Dans le contexte actuel, Mrs. Trichet et Strauss Kahn doivent rendre confiance aux marchés. Ils doivent donc afficher l’optimisme. Mais cet optimisme est justifié ou non. Il est donc impossible de savoir s’ils disent la vérité. Voilà pourquoi on ne peut pas faire confiance aux dires de Mrs. Trichet et Strauss Kahn. On peut au contraire se tourner vers des personnes dignes de confiance mais dont la fonction ne les oblige pas d’être des optimistes systématiques : Martin Wolf, éditorialiste du Financial Times, Mrs. Stiglitz et Krugman, Prix Nobel d’Economie, Simon Johnson, ancien économiste en chef du FMI, Nouriel Roubini, etc. Ils disent tous, comme moi-même, qu’une nouvelle chute est inévitable.
- 2. Selon vous quelle est la marge de manœuvre pour Athènes face à une crise qui s’aggrave de jour en jour ?

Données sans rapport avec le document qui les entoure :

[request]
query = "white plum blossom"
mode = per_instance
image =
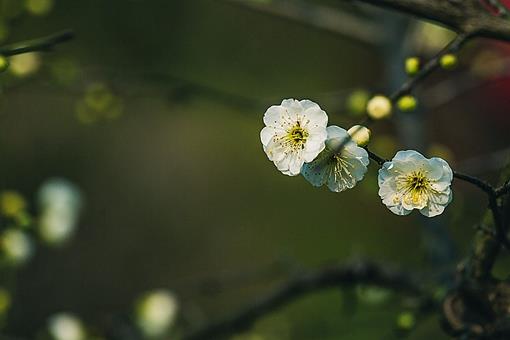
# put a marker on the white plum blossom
(411, 181)
(60, 202)
(156, 312)
(66, 326)
(16, 246)
(295, 133)
(341, 165)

Après bien des hésitations et des marchandages, l’Europe de la zone euro a affirmé sa solidarité avec la Grèce, à condition bien sûr que le plan d’austérité de Mr. Papandréou soit appliqué – plan d’austérité extraordinaire dans tous les sens du terme. L’argent pour aider la Grèce est donc là en principe. Mais si les 750 milliards d’euros mis en réserve devaient être ponctionnés de manière significative pour venir en aide à l’Espagne, et plus particulièrement à ses banques commerciales, la donne serait modifiée. La perspective pour la Grèce de devoir à terme restructurer sa dette dépend donc aujourd’hui essentiellement de la bonne santé du secteur bancaire privé espagnol.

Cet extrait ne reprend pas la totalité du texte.